İddia şöyle;

Bir X hesabı tarafından 15 Şubat 2024 tarihinde yapılan paylaşımda 1990-1999 arasında doğanların en kötü ruh sağlığına sahip kuşak olduğu iddia edildi.

İddia KISMEN YANLIŞ
→ Araştırma sadece Avustralya’yı kapsıyor. Veri olarak Avustralya’da hanehalkları temelinde ekonomik ve kişisel refah, işgücü piyasası dinamikleri ve aile yaşamı hakkında bilgiler toplayan HILDA anket serisi kullanılmış. 

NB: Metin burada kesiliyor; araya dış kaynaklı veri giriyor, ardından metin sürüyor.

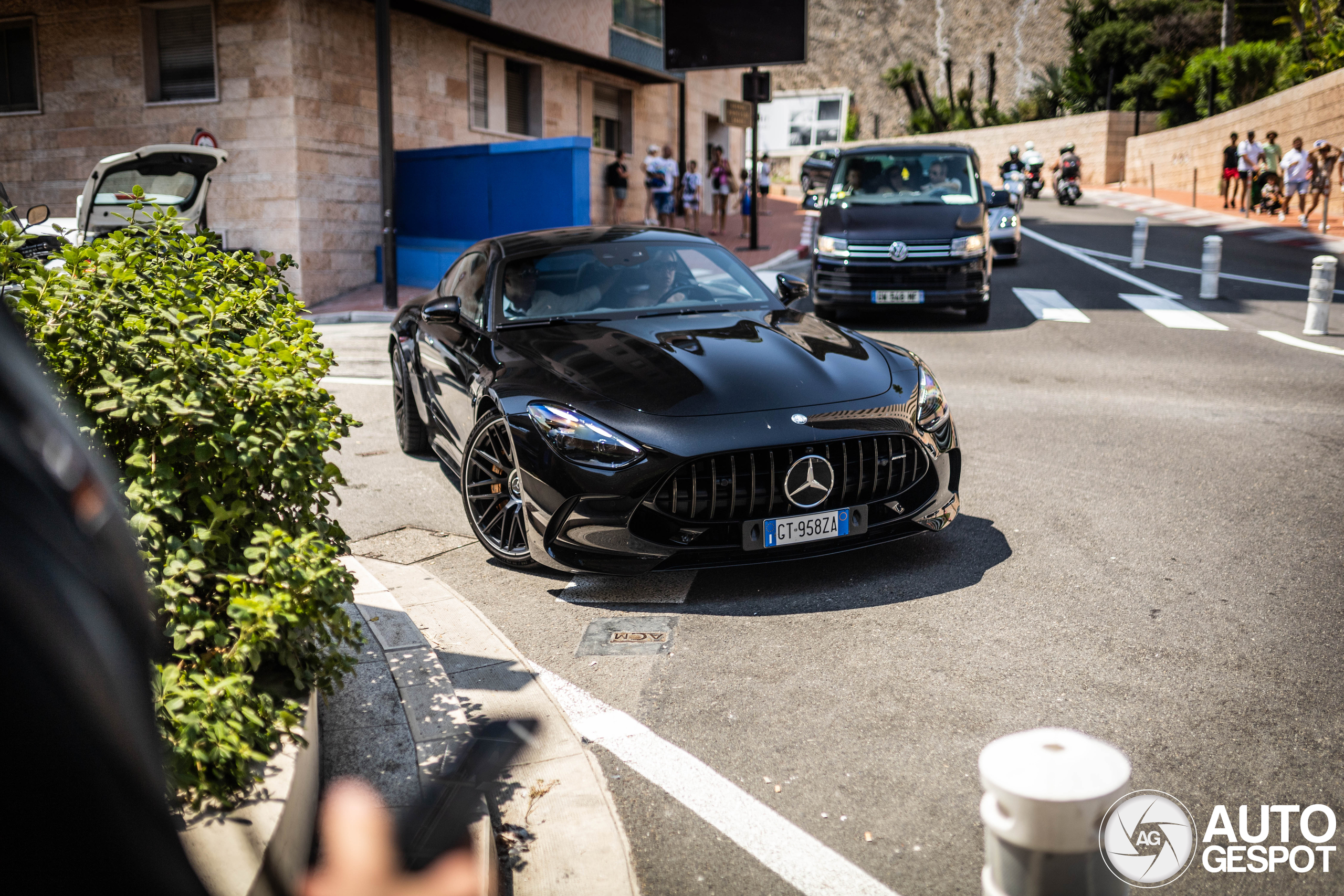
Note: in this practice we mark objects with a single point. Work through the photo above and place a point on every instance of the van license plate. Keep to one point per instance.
(898, 296)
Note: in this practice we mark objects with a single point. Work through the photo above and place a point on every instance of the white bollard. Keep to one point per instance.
(1320, 293)
(1140, 245)
(1210, 265)
(1046, 792)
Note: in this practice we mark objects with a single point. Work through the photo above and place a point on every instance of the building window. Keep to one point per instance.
(506, 94)
(18, 66)
(179, 51)
(644, 16)
(611, 117)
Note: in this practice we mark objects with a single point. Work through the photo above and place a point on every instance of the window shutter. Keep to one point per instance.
(480, 92)
(18, 69)
(186, 54)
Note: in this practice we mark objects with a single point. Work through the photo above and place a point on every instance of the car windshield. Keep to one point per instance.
(629, 279)
(172, 188)
(905, 179)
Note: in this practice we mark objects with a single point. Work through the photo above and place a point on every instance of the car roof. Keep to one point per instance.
(541, 241)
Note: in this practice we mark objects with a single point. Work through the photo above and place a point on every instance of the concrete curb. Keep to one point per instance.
(574, 841)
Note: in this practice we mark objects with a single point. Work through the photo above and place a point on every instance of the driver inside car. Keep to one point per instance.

→ Araştırmanın bulgularından biri 1990’larda ve bir ölçüde 1980’lerde doğanların önceki kuşaklara göre daha kötü ruh sağlığına sahip olduğu. Fakat araştırmaya sadece 1940-1999 yılları arasında doğanlar dahil edilmiş. Makalede farklı çalışmalara atıfla kötüye giden ruhsal sağlık trendinin yeni ergen gruplarında daha fazla olabileceği de belirtilmiş. 

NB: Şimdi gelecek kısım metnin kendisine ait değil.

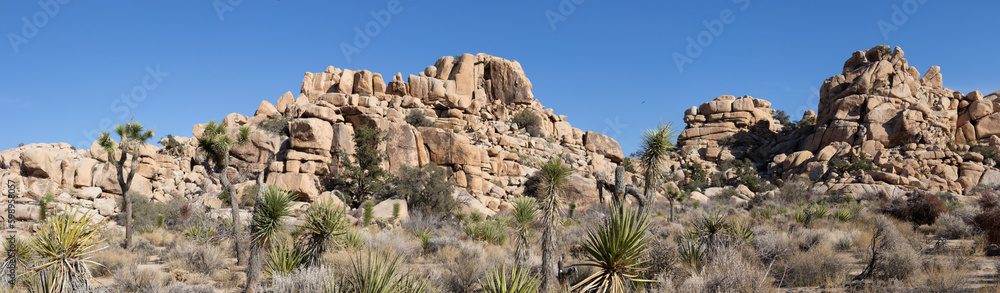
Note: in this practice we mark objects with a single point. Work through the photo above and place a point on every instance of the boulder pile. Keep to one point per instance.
(469, 101)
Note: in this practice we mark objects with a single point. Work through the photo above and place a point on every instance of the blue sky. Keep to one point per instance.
(608, 65)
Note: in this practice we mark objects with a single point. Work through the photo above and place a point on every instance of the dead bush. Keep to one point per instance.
(818, 266)
(132, 278)
(949, 226)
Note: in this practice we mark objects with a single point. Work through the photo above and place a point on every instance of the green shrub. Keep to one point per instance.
(369, 213)
(416, 118)
(526, 119)
(493, 231)
(277, 125)
(425, 189)
(43, 206)
(171, 146)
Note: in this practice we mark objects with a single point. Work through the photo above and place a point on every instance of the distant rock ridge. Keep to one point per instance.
(916, 132)
(469, 99)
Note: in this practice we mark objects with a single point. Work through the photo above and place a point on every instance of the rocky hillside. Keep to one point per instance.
(917, 134)
(298, 140)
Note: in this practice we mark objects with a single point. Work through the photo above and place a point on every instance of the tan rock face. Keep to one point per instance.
(449, 148)
(311, 134)
(604, 145)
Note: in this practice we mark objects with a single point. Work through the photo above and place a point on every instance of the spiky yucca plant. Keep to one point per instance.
(64, 245)
(216, 143)
(285, 257)
(553, 178)
(655, 148)
(265, 229)
(324, 223)
(380, 272)
(516, 279)
(18, 255)
(617, 248)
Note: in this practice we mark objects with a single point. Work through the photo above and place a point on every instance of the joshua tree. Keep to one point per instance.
(656, 146)
(132, 136)
(364, 177)
(64, 245)
(265, 229)
(617, 248)
(216, 143)
(525, 214)
(324, 222)
(553, 177)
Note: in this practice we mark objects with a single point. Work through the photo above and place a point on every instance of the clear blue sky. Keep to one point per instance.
(608, 65)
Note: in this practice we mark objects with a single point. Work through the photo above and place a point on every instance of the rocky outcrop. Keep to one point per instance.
(915, 132)
(722, 117)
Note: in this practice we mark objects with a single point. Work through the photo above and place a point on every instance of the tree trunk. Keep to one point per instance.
(671, 209)
(235, 209)
(256, 261)
(550, 272)
(124, 184)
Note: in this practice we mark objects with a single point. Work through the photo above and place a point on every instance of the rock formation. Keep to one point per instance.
(469, 98)
(916, 132)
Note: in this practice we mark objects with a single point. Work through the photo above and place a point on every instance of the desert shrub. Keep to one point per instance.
(363, 177)
(771, 245)
(817, 266)
(380, 272)
(417, 119)
(178, 287)
(205, 259)
(922, 208)
(312, 279)
(277, 125)
(131, 278)
(895, 258)
(852, 164)
(144, 211)
(516, 279)
(493, 231)
(525, 119)
(951, 227)
(947, 274)
(425, 189)
(466, 263)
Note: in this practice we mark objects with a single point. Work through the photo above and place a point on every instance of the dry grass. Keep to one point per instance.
(201, 258)
(111, 259)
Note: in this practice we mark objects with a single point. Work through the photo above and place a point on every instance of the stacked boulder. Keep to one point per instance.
(720, 118)
(917, 134)
(469, 99)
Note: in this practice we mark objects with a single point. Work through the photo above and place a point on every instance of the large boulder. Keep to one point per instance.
(303, 185)
(603, 145)
(311, 134)
(37, 162)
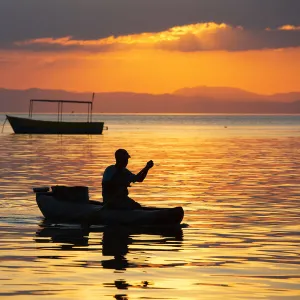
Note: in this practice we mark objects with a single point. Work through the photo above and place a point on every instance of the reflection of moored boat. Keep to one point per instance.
(82, 210)
(32, 126)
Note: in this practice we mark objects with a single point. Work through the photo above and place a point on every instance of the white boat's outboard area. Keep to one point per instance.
(72, 204)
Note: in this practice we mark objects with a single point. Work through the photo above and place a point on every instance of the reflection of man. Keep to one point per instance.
(117, 179)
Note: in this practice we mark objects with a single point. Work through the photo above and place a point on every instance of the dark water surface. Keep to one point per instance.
(237, 178)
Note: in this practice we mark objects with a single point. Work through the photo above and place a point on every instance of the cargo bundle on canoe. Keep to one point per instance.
(72, 204)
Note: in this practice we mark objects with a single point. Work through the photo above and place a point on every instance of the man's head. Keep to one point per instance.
(122, 156)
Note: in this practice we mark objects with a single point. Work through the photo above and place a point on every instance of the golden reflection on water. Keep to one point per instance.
(240, 237)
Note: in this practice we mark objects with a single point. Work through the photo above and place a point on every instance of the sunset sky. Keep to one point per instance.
(152, 46)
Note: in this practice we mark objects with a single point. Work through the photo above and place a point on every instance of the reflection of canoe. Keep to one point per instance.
(116, 241)
(92, 213)
(31, 126)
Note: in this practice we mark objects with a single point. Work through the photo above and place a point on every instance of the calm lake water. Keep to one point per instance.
(237, 178)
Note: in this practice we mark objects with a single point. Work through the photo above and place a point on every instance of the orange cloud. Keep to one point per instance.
(189, 38)
(289, 28)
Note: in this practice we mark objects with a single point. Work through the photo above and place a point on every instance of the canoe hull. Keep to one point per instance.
(64, 211)
(31, 126)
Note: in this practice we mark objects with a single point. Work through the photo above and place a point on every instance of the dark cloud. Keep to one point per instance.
(21, 20)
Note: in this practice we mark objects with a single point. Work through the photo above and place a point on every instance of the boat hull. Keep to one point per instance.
(91, 213)
(31, 126)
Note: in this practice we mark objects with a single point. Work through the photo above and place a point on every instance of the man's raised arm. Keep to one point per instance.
(143, 173)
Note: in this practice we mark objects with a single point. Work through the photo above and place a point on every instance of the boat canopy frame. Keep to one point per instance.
(60, 107)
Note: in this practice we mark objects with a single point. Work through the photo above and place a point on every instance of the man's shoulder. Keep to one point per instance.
(109, 172)
(110, 168)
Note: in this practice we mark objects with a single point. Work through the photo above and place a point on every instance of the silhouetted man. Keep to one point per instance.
(117, 179)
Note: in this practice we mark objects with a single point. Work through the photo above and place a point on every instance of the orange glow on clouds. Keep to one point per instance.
(162, 62)
(204, 32)
(289, 27)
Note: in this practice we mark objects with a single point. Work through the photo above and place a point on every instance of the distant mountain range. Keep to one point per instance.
(187, 100)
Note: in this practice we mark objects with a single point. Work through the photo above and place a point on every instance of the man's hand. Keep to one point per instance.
(150, 164)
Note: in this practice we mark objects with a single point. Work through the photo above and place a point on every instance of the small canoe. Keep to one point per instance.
(93, 213)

Avustralyalıların Ruh Sağlığı Nesilden Nesile Daha Kötüye Gidiyor
Sydney Üniversitesi referansıyla yapılan paylaşımla ilgili arama motorları üzerinden aramalar yapıldığında, Sydney Üniversitesinden araştırmacıların da bulunduğu “Generational differences in mental health trends in the twenty-first century” isimli makaleye ulaşılabiliyor. Makale ödeme duvarı arkasında olsa da çalışma ile ilgili Sydney Üniversitesi internet sitesinden de bilgiye ulaşmak mümkün. Çalışmanın amacı Avustralya’da gözlenen ruh sağlığındaki bozulmaların yaş gruplarıyla ilişkisinin olup olmadığını sorgulamak. Veri olarak da ulusal ölçekte temsiliyeti olan “Household, Income and Labour Dynamics in Australia (HILDA) Survey” kullanılmış. Bu anket serisi 2001 yılından bu yana hanehalkı temelinde panel verisi topluyor. Çalışmada da bu anketin 2001-2020 arası verileri kullanılmış. On yıllık yaş gruplarının temel alındığı çalışmada 1940-1999 arası doğanlar örneklem olarak seçilmiş. 

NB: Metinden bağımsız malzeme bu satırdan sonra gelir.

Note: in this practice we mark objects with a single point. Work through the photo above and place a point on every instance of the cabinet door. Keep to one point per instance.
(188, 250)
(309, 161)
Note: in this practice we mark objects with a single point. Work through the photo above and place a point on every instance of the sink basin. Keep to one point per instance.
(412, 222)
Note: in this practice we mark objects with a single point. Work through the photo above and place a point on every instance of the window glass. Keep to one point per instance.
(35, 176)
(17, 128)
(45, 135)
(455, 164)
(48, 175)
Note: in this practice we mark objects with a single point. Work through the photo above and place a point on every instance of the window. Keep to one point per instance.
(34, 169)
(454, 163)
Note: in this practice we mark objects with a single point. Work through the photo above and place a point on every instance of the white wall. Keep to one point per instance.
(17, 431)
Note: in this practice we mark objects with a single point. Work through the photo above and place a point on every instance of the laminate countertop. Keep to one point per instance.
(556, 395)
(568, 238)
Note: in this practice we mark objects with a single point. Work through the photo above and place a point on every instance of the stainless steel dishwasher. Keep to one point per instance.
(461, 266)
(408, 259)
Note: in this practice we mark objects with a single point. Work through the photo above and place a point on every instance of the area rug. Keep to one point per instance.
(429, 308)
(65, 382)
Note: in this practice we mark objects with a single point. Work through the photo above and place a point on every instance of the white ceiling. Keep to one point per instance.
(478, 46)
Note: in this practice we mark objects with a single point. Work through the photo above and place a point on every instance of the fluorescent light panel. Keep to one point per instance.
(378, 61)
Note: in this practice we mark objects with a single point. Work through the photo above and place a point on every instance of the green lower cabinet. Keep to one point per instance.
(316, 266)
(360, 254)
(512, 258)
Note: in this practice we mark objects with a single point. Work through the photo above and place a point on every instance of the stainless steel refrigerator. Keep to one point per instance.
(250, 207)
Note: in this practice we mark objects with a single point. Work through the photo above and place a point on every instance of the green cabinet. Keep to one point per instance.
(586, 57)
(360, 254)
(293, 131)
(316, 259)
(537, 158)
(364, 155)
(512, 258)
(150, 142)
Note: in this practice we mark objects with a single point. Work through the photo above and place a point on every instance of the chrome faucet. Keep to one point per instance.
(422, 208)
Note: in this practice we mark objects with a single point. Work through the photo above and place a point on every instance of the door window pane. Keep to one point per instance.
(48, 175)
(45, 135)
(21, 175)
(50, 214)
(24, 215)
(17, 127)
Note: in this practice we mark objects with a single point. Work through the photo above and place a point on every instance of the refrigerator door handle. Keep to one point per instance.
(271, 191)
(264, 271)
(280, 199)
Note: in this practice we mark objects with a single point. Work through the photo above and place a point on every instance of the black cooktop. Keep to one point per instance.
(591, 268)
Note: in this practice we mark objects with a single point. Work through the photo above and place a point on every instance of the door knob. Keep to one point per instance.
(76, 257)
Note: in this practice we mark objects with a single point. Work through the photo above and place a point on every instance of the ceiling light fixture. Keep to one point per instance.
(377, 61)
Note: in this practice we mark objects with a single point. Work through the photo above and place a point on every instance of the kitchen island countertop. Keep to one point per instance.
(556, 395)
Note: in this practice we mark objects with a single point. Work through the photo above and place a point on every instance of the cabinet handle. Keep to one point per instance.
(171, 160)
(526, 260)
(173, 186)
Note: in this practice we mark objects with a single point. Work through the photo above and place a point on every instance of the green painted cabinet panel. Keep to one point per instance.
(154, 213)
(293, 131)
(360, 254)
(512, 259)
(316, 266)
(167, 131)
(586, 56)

Araştırmada 1990’larda ve hatta 1980’lerde doğanların onlardan önceki kuşaklara göre daha kötü ruh sağlığına sahip olduğu ve yaş aldıkça ruh sağlığı konusunda herhangi bir gelişim göstermedikleri sonuçlarına ulaşılmış. Araştırmacılar bunun sebeplerini açıklamanın zor olduğundan ancak sosyal medyanın yaygınlaşması, fiziksel aktivitenin azlığı, kötü uyku düzeni, iklim değişikliği ve değişen çalışma düzeninin faktör olabileceğinden bahsederek bu trendi anlamak için daha fazla araştırma yapılması gerektiğini belirtmişler. Bahsedilen faktörlerin herkesi etkilediği ancak genç nesilleri daha fazla etkilediğinin de altı çizilmiş. Çalışmaya 1999 sonrası doğanlar dahil edilmemiş ancak kötüye giden ruhsal sağlık trendinin yeni ergen gruplarında daha da belirgin olduğu belirtilmiş. Gençlerin ruh sağlığını çalışan Profesör McGorry, araştırmanın küresel bir gençlik ruh sağlığı krizinde olduğumuza dair sabit veri sunduğunu söylüyor. Çalışmada Z ve Alfa Jenerasyonları dahil edilmemiş olsa da, araştırmacılar genç yetişkinlerdeki ruh sağlığı düşüşünün kendiliğinden kaybolmasının beklenemeyeceği sonucuna varmışlar. 

Sonuç olarak;

1990 ile 1999 arasında doğanların en kötü ruh sağlığına sahip kuşak olduğu iddiası kısmen yanlış.